ある雨の日の朝、
なぜなら傘をさしていても脚がべっちょべちょに濡れてしまう程の土砂降りの雨。
そしてなにより。
(先輩と並んで歩けない……)
そこまで広い歩道ではないので、傘をさしながら並んで歩くことはできないのだった。
涼音は僅かに顔を顰めながら
そんなこんなで雨が降る音、傘が雨を弾く音に、涼香に対する僅かに聞こえる黄色い声と羨望の眼差しを添えて黙々と学校へと向かう。
すると後ろから水飛沫をあげる音がして、車が来ていることに気がついた涼音は限界まで車道側から離れるが、涼香は車道側から離れずに歩いている。
声をかける間もなく車が二人の横を通過する。水溜まりの水を跳ね上げながら。
車道側から離れたことが幸いしてか、涼音は足元が濡れただけで済んだ、元々濡れていたのでほとんど気にならない。
それに対して、涼香は後ろから水飛沫をあげる音を聞いても離れようとはせず。
(傘で防いでみようかしら)
なんてことを考えていた。そして車が横を通過する時、傘を車道側に傾け、跳ね上がる水に備える。

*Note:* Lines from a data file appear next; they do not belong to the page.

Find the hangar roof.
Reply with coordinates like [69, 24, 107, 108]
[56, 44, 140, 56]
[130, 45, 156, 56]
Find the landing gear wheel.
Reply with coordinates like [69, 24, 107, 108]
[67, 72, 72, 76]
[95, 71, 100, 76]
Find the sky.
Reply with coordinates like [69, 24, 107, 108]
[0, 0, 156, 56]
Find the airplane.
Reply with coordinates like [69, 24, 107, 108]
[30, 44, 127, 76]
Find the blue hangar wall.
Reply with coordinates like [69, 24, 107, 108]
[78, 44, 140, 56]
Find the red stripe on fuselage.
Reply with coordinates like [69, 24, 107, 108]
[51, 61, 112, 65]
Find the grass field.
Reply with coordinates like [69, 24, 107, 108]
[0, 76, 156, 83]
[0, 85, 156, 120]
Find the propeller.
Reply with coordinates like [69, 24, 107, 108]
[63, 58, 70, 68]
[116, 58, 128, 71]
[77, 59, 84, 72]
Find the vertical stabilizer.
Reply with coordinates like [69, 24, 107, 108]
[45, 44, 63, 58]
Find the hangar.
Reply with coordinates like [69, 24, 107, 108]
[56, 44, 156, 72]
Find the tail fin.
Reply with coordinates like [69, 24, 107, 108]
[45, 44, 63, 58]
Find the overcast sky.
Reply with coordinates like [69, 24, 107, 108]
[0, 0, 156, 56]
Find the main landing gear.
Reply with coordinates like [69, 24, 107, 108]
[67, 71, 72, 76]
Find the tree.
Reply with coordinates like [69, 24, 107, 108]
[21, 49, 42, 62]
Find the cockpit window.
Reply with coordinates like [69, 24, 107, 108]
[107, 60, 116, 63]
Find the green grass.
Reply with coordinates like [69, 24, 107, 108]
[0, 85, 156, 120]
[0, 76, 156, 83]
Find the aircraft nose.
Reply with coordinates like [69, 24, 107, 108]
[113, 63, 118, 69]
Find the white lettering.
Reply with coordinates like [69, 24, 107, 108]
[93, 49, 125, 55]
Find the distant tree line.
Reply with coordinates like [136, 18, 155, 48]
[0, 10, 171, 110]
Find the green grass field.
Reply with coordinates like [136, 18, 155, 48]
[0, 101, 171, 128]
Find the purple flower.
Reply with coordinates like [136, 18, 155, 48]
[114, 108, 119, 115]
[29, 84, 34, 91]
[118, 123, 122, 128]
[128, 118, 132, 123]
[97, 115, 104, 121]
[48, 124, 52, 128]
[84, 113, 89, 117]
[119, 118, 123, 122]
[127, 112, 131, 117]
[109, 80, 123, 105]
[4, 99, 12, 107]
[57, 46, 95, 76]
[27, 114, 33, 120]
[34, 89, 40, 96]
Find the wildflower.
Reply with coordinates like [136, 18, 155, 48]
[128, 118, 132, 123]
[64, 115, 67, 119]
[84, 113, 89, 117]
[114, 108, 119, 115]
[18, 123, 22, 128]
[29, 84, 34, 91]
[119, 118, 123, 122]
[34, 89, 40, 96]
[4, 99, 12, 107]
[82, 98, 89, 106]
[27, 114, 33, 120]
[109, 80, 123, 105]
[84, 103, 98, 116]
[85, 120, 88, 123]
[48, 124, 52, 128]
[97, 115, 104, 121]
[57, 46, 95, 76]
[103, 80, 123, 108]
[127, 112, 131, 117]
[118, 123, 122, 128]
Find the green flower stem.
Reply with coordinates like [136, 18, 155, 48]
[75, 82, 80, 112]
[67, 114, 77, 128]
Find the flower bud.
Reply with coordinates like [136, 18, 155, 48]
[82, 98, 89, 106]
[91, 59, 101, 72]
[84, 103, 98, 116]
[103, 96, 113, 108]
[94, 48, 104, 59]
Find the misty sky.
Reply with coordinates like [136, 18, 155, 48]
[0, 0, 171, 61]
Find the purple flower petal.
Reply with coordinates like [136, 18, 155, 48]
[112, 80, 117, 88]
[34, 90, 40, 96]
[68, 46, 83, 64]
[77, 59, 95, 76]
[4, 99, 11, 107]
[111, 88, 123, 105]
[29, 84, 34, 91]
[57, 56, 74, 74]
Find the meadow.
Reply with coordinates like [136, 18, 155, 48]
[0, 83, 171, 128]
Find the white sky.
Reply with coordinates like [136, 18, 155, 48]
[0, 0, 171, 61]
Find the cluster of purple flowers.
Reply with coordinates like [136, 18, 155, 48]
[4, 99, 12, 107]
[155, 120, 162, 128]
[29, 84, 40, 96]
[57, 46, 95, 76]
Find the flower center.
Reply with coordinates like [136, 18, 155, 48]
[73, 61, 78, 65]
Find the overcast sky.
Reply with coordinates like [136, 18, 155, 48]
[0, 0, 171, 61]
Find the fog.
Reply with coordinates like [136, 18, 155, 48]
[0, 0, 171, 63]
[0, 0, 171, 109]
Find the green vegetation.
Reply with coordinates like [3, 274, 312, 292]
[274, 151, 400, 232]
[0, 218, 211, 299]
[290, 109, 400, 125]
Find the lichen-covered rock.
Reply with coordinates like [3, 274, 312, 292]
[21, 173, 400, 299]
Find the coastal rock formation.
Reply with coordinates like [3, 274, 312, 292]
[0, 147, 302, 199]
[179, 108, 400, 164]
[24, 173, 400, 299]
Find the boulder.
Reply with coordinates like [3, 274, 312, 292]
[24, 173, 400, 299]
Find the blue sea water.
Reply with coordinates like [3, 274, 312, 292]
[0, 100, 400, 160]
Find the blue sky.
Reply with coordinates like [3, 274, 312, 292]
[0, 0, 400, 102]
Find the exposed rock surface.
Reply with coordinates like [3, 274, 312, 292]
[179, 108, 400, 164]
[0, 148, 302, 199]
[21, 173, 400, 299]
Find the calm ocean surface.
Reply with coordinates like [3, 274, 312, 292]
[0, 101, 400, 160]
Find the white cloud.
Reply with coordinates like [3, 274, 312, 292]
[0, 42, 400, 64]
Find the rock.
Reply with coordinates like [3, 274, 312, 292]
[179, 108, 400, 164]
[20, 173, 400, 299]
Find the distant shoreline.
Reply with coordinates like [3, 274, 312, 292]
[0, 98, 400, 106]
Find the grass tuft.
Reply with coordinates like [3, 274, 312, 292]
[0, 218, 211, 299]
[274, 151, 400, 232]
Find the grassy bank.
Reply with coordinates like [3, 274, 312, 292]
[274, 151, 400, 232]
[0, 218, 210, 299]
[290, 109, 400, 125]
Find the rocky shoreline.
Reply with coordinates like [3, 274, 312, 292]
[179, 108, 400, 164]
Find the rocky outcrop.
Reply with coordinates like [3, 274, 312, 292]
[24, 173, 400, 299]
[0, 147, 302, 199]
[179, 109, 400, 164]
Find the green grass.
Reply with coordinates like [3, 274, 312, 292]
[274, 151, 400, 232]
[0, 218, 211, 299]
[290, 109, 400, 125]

車が通過した後涼音は、涼香は大丈夫かと目を向ける。傘が涼香の背中を隠しているため、涼香が濡れているのかは分からない。
「先輩、大丈夫でした?」
そう声をかけると、足を止めた涼香が振り向く。
「今日は土砂降りだったわね」
上半身がびしょ濡れで、水が滴り落ちる髪を手で触りながら涼香が微笑む。
傘を傾けた時、跳ね上がる水は割と防げたのだ、しかし今日は土砂降り、当然傘をさしていない状態の涼香は雨で濡れてしまう。
「拭いた方がいいと思いますよ」
「そうね」
そう言って歩道の端に寄った涼香は涼音に傘をさしだす、持っていろということだろうか? 涼音が傘を受け取ると礼を言って涼香はリュックを開ける。
涼音は距離を詰めて、涼香が濡れないように傘をさす。涼音自身も涼香の傘に入って、自分の傘で周囲の視線を遮る。
タオルを取り出した涼香は髪を拭きながら傘を受け取る。
「風邪をひいたら涼音に看病してもらうわよ」
「うつりたくないんで嫌ですよ」
そもそも先輩風邪ひかないでしょ、と涼香を急かして学校へと向かうのだった。